Re: bug in 2.1.89 include/net/sock.h?

Bill Hawes (whawes@star.net)
Sun, 22 Mar 1998 11:59:43 -0500


Alan Cox wrote:

> Those are the places that are bugs. Setting skb->sk=NULL is a bad thing to be doing
> in 2.1.x (it made sense in 2.0). Probably we need skb_disown(skb) to be sure
> behaviour is always right
>
> > I.e., if the socket has refused to queue the skb, the skb should remain
> > unassigned until another socket queues it.
>
> Right now it may seem to, but the logical extension to the socket filters is
> to be able to bounce buffers through secondary queues to user space
> daemons on rule matches (like Digitals firewall) at that point we need to
> account first.

Hi Alan,

Defining an skb_disown() routine sounds reasonable, though I still think it
doesn't make sense to set the owner until you're sure the socket is going to
accept the packet.

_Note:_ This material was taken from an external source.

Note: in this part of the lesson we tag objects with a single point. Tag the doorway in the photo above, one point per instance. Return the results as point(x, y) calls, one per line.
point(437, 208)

Since the code in question is running from a BH handler, I
don't think you're going to do anything in user space from the current context.

The main thing I'd like to ensure is that the skb is not owned following an
error return from the socket queueing code, so that it can be tried again for
the next socket. Since it's a fair amount of work to allocate and copy an skb,
it would improve multicasting performance to pass the socket along rather than
freeing it after a queueing failure.